Quote:
Originally Posted by candybar
So the more I look, the more I'm pretty sure that Tooth made that whole thing up:
https://nymag.com/news/business/58094/
That covers Goldman, Lehman, Bear and Merrill, 4/5 non-commercial bulge brackets at the time. While this isn't conclusive, seems like most investment banks, just as I suspected, took losses on the real bonds, but offset that with gains from CDS. I couldn't find anything that shows that "Wall Street" lost any significant amount on CDS on structured products specifically.
While this is how it played out, as the crisis was unwinding, there were real fears that the CDS weren't going to get paid out and, for a few days, there were 11:59pm fire sales to prop up capital reserves.

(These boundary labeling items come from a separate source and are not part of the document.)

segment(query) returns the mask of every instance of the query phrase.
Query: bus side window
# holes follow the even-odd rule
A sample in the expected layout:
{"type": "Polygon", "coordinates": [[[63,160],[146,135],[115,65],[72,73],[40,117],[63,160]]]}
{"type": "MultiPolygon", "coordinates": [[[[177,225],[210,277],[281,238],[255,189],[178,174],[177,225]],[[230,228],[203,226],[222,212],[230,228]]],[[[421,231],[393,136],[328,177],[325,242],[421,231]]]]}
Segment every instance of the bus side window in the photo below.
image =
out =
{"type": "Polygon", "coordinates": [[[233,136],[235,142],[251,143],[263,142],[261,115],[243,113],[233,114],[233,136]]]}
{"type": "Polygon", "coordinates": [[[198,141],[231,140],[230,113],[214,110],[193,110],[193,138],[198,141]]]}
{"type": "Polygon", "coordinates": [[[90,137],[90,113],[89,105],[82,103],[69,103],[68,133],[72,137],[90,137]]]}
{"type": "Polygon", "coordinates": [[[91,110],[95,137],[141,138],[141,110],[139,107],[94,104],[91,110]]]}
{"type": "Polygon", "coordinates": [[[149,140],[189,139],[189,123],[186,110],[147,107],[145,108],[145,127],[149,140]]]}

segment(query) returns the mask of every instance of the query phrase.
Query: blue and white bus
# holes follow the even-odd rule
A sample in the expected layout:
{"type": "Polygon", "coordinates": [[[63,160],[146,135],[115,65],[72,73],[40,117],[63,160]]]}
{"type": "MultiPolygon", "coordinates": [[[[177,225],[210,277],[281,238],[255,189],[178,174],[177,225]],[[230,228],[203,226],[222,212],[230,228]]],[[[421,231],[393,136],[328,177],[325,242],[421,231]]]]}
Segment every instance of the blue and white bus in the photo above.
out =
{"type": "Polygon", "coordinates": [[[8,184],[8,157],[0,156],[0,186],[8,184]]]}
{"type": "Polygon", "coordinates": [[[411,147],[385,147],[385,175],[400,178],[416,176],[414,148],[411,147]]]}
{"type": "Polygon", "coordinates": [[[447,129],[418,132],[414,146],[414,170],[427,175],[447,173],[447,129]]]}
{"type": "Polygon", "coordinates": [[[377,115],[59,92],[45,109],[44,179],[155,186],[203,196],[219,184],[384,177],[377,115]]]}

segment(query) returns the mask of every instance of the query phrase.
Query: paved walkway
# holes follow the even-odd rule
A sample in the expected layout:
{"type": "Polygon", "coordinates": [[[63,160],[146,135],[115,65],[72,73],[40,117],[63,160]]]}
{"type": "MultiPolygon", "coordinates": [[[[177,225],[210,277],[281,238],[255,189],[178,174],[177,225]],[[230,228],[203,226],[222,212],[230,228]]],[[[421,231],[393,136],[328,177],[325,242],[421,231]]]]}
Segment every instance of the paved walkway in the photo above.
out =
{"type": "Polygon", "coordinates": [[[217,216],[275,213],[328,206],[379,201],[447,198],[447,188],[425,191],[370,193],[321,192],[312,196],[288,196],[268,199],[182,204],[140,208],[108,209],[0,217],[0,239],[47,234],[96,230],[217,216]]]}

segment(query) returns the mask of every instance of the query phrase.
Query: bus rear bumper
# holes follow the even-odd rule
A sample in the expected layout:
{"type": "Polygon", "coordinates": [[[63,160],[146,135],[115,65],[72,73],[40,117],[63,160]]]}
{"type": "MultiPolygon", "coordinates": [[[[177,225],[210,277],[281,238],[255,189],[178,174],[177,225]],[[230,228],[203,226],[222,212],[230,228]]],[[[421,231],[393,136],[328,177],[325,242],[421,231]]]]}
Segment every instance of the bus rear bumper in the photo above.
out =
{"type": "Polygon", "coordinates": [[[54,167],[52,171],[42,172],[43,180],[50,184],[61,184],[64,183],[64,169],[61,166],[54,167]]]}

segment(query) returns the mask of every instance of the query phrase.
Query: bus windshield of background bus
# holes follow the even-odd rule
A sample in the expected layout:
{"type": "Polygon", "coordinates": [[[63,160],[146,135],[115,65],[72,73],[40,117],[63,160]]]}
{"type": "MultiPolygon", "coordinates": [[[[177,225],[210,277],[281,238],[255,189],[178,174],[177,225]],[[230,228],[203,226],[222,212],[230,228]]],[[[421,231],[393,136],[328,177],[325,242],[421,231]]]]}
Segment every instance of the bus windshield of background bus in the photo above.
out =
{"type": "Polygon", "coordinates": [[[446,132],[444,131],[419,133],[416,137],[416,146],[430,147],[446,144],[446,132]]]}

That in turn depressed prices, heightened fears that another bank would collapse (more counterparty risk previously uncontemplated), and forced even more fire sales and rapid unwinding. The unwinding and death spiral was spreading beyond MBS before TARP and (more importantly) Fed Reserve stepped in and basically eliminated the counterparty risk of CDS. The losses on bonds/MBS positions were something most of the banks were always prepared to absorb (in that Lehman was an outlier). The counterparty risks (complete collapse of AIG and Lehman) were something nobody was really prepared for.
This is a very simplified but I think fairly accurate description.
PS: people/firms with cash on hand and weren't conflicted out scooped up tons of the MBS products and even the raw mortgages for dimes on the dollar and made out like bandits. Everyone knew the prices were well below fair value.
PS2: It's 100% standard for banks to have CDOs that hedge against the risks of their long positions. It's a big part of what allows them to take on more leverage.
Last edited by grizy; 08-21-2020 at 11:21 PM.